Neulich beim Kiddusch

Schnaps für Kinder

Früh übt sich: Baby mit Flasche Foto: Fotolia

Vor Wohnungsbesichtigungen stelle ich meine drei Kinder gewohnheitsmäßig ruhig, indem ich sie 15 Mal über den Spielplatz jage, sie mit Trockenfrüchten vollstopfe oder sie am Vortag eine Spätschicht vor dem Fernseher einlegen lasse. So ist gesichert, dass die Kinder am Besuchstag wie brave kleine Orgelpfeifen aufgereiht auf dem Sofa sitzen und glasigen Blickes an ihren Schnullern lutschen, während Mami und Papi ungestört die schicke Neubauwohnung in Antwerpen ansehen.

Nach der 27. Besichtigung begann sich bei den Kindern eine schleichende Resistenz gegen meine Vorsichtsmaßnahmen aufzubauen. Der Trick mit dem Spielplatz zog nicht mehr, Trockenfrüchte wurden abgelehnt, und abends pennten sie vor dem Fernseher ein und waren am nächsten Tag frisch und voller nervenaufreibender Energie.

Stossgebet Bei der 28. Wohnung war uns allen klar, dass es sich hier um eine geradezu schicksalhafte Begegnung handeln würde: Das Ehepaar Steinreich suchte einen Nachmieter für seine atemberaubende Designerwohung am Antwerpener Harmoniepark. Ich versuchte händeringend, einen Babysitter für den Besichtigungstermin aufzutreiben, aber von denen hebt ja schon lange keiner mehr ab, sobald sie meine Nummer auf dem Display sehen. Ich schickte also ein Stoßgebet zum Himmel und packte massenhaft Bonbons, Spielzeug und DVDs ein.

Am großen Tag hatten wir uns alle schick in Schale geworfen, ich hatte Herzklopfen und schwitzende Handflächen, als schließlich die Wohnungstür aufging und uns die ganze Pracht dieser Traumwohnung blendete.

Die Steinreichs machten einen ebenso gut betuchten wie schlecht gelaunten Eindruck, der sich nicht besserte, als sie unserer Kinder gewahr wurden. (Dieses kleine Detail hatte ich neulich beim Kiddusch verschwiegen, als ich mich dem Ehepaar als idealer Untermieter präsentierte.) Ich lächelte nonchalant, platzierte die Kinder auf dem Sofa, warf eine DVD ein, stopfte ihnen die Münder mit Bonbons voll und drehte genüsslich eine erste Runde durch die schier endlose Wohnung.

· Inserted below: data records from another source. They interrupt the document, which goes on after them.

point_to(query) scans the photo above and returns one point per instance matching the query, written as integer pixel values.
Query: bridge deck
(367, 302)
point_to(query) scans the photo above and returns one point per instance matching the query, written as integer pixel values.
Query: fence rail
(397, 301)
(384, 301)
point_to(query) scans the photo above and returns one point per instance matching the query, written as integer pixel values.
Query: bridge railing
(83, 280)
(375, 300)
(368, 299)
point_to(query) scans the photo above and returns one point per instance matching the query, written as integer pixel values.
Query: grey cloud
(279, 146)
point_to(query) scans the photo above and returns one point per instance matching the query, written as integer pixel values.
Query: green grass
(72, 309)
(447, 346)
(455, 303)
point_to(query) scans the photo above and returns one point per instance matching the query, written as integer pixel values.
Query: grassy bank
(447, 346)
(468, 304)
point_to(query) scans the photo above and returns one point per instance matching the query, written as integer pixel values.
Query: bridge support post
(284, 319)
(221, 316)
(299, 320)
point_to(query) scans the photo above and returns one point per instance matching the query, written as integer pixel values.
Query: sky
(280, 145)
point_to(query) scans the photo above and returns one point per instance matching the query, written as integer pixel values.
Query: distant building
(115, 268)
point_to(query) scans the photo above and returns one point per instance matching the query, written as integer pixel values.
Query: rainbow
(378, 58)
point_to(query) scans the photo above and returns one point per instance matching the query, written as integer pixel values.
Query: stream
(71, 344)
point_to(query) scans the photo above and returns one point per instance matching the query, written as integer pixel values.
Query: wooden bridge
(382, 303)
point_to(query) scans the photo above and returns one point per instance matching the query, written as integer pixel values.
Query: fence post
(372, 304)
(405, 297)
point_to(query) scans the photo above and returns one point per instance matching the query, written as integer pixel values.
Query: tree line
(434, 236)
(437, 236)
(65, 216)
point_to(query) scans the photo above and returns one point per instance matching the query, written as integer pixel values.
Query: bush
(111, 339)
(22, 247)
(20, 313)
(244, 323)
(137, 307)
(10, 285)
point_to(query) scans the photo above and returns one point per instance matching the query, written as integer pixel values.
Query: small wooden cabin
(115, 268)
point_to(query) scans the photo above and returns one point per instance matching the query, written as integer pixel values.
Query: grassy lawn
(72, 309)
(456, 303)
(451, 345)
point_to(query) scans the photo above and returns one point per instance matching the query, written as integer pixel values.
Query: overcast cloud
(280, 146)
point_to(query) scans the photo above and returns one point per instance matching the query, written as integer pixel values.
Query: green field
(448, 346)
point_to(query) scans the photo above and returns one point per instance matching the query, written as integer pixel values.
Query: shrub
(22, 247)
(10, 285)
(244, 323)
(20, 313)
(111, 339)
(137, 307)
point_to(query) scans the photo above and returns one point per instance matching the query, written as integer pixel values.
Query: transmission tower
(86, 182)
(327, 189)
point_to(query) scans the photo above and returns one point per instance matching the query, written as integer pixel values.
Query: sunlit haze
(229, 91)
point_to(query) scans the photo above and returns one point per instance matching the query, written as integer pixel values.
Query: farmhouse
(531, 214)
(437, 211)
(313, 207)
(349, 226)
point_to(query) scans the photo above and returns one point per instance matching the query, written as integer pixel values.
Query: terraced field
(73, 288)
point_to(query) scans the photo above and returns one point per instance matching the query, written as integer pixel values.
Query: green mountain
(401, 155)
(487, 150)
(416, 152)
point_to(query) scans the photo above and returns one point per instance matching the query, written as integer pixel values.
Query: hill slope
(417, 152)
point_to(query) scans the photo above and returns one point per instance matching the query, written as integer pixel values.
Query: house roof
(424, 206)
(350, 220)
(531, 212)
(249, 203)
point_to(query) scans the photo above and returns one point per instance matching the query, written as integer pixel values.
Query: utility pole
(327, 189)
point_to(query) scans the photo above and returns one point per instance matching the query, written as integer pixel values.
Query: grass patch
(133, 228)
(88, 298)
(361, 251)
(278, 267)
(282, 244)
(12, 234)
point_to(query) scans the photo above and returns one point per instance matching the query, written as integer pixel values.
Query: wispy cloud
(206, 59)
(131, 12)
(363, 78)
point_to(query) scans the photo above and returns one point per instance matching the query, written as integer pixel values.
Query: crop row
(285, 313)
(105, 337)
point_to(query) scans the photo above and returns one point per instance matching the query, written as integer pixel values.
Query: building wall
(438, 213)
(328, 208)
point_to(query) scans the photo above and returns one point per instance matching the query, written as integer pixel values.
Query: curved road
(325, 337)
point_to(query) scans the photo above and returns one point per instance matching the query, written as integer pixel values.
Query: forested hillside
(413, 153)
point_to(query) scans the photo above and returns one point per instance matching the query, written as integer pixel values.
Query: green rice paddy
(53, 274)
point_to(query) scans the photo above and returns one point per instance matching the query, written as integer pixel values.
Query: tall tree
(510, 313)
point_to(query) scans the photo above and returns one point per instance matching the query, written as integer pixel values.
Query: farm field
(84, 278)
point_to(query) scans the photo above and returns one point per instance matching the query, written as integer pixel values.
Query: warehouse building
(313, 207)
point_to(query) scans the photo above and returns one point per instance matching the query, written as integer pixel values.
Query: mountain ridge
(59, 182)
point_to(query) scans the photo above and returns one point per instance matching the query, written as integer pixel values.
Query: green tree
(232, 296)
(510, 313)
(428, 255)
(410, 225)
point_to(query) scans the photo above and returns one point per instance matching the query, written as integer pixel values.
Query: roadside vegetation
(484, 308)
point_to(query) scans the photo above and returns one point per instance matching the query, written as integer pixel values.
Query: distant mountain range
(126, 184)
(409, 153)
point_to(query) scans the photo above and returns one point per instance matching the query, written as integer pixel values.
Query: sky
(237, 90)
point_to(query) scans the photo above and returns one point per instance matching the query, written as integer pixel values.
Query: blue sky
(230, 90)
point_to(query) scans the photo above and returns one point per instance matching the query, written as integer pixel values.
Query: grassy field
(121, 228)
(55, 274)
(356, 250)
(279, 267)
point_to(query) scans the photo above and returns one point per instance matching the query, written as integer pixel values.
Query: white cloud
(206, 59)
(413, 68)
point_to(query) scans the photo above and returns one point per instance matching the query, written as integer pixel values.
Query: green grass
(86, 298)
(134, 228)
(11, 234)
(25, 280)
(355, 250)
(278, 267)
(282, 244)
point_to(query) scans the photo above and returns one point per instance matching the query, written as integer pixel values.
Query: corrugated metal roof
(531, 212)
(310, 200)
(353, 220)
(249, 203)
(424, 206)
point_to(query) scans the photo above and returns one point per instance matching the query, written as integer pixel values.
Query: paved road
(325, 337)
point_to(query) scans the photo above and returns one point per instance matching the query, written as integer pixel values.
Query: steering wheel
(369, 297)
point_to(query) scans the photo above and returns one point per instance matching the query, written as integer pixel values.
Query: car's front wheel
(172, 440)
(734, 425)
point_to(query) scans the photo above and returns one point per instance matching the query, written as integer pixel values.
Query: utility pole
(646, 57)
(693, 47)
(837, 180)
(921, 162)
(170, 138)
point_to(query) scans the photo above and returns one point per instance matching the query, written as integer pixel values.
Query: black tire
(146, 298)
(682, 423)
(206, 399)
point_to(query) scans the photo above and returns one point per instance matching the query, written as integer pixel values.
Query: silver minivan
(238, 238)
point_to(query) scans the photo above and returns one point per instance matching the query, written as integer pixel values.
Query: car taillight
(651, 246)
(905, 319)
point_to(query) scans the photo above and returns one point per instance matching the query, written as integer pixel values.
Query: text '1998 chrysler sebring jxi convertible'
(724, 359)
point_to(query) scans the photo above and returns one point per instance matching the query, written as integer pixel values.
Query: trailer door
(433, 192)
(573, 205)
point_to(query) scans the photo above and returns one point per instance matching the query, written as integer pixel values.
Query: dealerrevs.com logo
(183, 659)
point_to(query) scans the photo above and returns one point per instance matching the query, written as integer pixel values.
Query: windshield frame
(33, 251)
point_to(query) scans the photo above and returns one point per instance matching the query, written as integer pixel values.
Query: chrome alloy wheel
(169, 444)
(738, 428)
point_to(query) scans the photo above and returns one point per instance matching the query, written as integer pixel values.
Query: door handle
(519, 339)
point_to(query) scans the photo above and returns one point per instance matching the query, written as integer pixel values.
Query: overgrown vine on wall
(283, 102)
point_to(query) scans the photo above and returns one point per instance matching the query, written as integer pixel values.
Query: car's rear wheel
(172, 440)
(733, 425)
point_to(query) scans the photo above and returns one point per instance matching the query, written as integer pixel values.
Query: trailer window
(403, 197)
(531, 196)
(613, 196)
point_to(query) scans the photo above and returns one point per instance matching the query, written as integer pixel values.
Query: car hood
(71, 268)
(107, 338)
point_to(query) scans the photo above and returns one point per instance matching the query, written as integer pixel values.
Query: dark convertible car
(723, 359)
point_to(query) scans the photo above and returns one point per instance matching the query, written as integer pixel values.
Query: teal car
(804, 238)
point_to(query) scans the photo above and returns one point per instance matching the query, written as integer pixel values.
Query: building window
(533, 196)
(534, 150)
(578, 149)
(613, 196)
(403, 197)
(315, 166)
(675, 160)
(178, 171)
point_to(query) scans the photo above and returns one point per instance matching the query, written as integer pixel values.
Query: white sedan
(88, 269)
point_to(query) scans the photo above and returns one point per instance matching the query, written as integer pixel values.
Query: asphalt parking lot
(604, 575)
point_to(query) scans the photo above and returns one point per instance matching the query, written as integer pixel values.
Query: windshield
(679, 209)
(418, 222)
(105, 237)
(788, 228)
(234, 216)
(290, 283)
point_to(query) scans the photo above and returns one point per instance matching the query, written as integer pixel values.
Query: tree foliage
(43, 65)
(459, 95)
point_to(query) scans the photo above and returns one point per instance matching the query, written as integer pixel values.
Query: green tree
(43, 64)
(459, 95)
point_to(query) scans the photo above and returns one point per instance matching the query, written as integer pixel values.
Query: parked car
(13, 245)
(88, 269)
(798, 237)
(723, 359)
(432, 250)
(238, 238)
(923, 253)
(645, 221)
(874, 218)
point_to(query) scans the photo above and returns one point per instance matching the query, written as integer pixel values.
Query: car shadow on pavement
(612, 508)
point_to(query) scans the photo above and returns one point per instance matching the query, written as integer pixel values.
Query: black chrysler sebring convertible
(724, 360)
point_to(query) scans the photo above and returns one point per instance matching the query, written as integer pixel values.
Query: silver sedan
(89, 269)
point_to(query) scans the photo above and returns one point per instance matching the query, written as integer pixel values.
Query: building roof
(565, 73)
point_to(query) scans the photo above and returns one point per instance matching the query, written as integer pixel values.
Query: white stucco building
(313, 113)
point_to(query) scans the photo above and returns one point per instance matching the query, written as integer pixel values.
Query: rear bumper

Hausbar Als ich in den Salon zurückkehrte, um nach dem Rechten zu sehen, zierte nur noch etwas Bonbonpapier die Sitzecke, die Kinder jedoch waren verschwunden. Panikartig hetzte ich durch die verschachtelten Zimmer und Korridore – und wurde schließlich fündig: Kind 1 saß im Schlafzimmer vor dem geöffneten Dokumentenschrank und kaute versonnen an der Steinreichschen Steuererklärung. Kind 2 hatte die Toilettenschüssel mit Chanel-Kosmetika aufgefüllt, Kind 3 inspizierte die Hausbar und nahm schnell noch einen kräftigen Schluck aus der Cointreau-Flasche, als ich das Zimmer betrat.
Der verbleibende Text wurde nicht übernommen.